The diverging performances in the currencies came with changes in economic outlooks for their home countries and evolving views on when, and by how much, different central banks will pull back on easy money policies to control inflation in their recoveries from the COVID-19 pandemic.
In late afternoon in New York, the dollar had gained 0.6% on the yen, and lost 0.5% to the Canadian dollar. Sterling picked up 0.5% to $1.42 and the euro was up less than 0.1% at $1.22.
The dollar index was down 0.1% for the day, holding on to most of a 0.4% gain on Wednesday.

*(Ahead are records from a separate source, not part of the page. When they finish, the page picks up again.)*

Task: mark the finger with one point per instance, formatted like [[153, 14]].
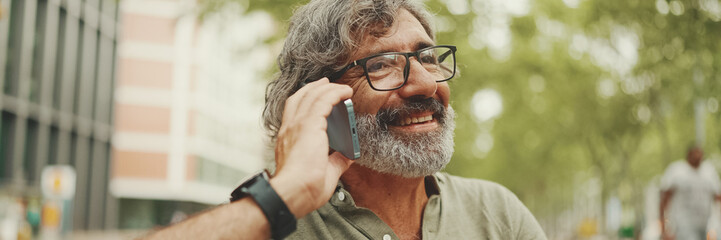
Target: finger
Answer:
[[321, 101], [338, 164], [326, 94], [291, 104]]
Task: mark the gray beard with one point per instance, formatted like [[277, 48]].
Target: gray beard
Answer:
[[406, 155]]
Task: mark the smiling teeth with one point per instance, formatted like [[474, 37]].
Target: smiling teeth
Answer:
[[407, 121]]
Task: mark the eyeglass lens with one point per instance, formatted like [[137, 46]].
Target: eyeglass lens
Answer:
[[386, 71]]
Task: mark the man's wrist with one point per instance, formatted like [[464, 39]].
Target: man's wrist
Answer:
[[295, 198]]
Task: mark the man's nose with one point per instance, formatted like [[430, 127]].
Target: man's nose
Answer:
[[420, 83]]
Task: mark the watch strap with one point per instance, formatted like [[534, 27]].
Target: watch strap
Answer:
[[282, 221]]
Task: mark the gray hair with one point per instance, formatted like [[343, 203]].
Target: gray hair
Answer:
[[321, 37]]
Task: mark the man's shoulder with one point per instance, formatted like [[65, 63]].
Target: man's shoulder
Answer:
[[477, 190]]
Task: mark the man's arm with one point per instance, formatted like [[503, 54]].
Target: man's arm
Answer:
[[305, 174], [665, 199]]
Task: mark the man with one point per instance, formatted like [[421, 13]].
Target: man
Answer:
[[382, 55], [690, 187]]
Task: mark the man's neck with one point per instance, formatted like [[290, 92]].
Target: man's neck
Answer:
[[398, 201]]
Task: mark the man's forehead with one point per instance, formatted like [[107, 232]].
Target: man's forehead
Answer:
[[406, 34]]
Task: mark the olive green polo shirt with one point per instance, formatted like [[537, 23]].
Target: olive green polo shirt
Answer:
[[463, 209]]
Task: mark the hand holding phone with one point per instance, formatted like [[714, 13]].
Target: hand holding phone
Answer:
[[342, 132]]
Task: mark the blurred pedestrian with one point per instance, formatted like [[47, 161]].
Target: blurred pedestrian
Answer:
[[690, 187]]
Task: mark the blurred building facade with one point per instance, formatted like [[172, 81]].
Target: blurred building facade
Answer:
[[187, 108], [57, 72]]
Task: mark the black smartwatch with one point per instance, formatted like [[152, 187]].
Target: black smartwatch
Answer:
[[282, 221]]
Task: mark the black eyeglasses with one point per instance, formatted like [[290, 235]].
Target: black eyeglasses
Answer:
[[389, 71]]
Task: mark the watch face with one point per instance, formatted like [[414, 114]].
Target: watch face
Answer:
[[239, 192]]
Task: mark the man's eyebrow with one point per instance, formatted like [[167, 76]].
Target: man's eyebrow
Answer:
[[419, 45]]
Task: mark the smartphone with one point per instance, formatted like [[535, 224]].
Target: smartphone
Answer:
[[342, 132]]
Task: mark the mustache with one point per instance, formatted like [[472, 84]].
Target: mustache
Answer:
[[386, 116]]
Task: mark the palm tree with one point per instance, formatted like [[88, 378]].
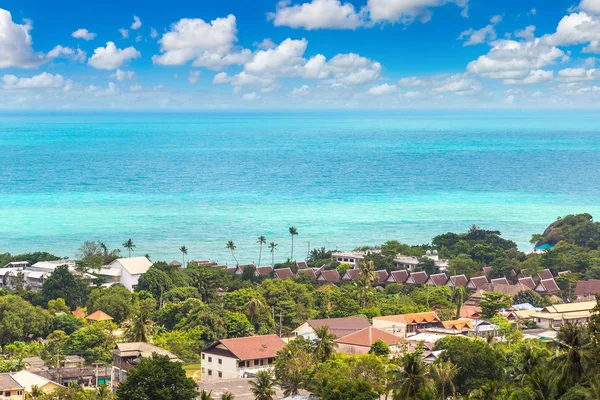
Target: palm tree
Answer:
[[444, 372], [183, 250], [231, 247], [262, 386], [410, 381], [324, 343], [129, 246], [261, 240], [293, 231], [272, 247]]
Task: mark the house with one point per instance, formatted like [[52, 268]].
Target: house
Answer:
[[329, 276], [284, 273], [340, 327], [437, 279], [477, 282], [406, 325], [417, 278], [28, 380], [458, 281], [10, 389], [587, 288], [126, 271], [127, 355], [360, 342], [547, 286], [239, 357]]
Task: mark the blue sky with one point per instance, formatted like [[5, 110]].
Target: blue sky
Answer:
[[311, 54]]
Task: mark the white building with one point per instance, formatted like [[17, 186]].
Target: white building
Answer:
[[239, 357], [126, 271]]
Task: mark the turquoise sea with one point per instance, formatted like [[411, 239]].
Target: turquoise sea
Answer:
[[344, 179]]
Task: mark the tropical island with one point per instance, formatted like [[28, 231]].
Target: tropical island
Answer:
[[466, 316]]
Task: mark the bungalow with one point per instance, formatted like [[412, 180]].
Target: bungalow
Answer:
[[437, 279], [406, 325], [458, 281], [417, 278], [398, 277], [360, 342], [239, 357], [340, 327], [284, 273]]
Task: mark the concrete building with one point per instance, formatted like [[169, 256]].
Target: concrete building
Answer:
[[239, 357]]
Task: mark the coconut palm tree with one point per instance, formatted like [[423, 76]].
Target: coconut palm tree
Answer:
[[231, 247], [272, 247], [183, 251], [444, 373], [293, 231], [261, 240], [129, 246], [324, 343], [262, 386]]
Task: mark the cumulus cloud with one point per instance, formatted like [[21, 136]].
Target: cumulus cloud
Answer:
[[83, 34], [111, 57], [136, 24], [317, 14], [206, 44]]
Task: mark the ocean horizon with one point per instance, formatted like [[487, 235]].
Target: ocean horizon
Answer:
[[343, 179]]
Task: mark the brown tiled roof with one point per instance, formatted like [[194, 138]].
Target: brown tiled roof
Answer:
[[381, 276], [545, 274], [587, 288], [399, 276], [367, 336], [458, 280], [330, 276], [252, 347], [99, 316], [547, 286], [283, 273], [418, 278], [438, 279], [341, 327], [478, 281], [528, 281], [264, 271], [350, 275], [500, 281]]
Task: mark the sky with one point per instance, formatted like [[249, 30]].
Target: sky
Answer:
[[307, 54]]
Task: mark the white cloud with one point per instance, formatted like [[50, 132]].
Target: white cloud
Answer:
[[16, 44], [43, 80], [535, 76], [121, 75], [406, 11], [207, 44], [382, 90], [136, 24], [317, 14], [83, 34], [193, 77], [509, 59], [110, 57]]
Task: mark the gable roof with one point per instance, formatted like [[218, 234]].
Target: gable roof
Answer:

The moves came as new U.S. economic data on Thursday showed a greater-than-expected decline in new unemployment claims and an acceleration in business spending on equipment.
Also supporting the dollar, U.S. Treasury yields rose on concerns about the coming supply of government debt after the New York Times reported that President Joe Biden will announce on Friday a $6 trillion budget for 2022.
The yield on the 10-year note was up to 1.605 in from 1.574 on Wednesday.
The yen, trading at 109.785 to the dollar, has lost 1% in two days since the Japanese government slashed its economic outlook for the first time in three months.
The British pound rose suddenly when a Bank of England policymaker said the central bank is likely to raise interest rates well into next year but that an increase could come earlier.
“The market is reacting to a hawkish headline and that’s why we saw sterling gallop,” said Erik Bregar, head of FX strategy at Exchange Bank of Canada.
Sterling’s strength helped to lift the Canadian dollar against the greenback, Bregar added. Higher oil prices helped the loonie, too.
The Bank of Canada has been quicker than other central banks to pull back support for economic growth.
China’s yuan appreciated to as much as 6.368 per dollar in offshore markets, a three-year high. Investors have been raising their bets on further strength, confident that the People’s Bank of China is not displaying discomfort with the rally.
Market attention now turns to U.S. inflation data due on Friday. A jump in prices could be seen as prompting the Fed to scale back its easy money policies.
Economists expect the data to show that core PCE (personal consumption expenditures) prices jumped 2.9% year-on-year in April, compared with a year-on-year rise of 1.8% a month earlier.
Cryptocurrency bitcoin was down 1% at $38,808, and ether had lost nearly 5%.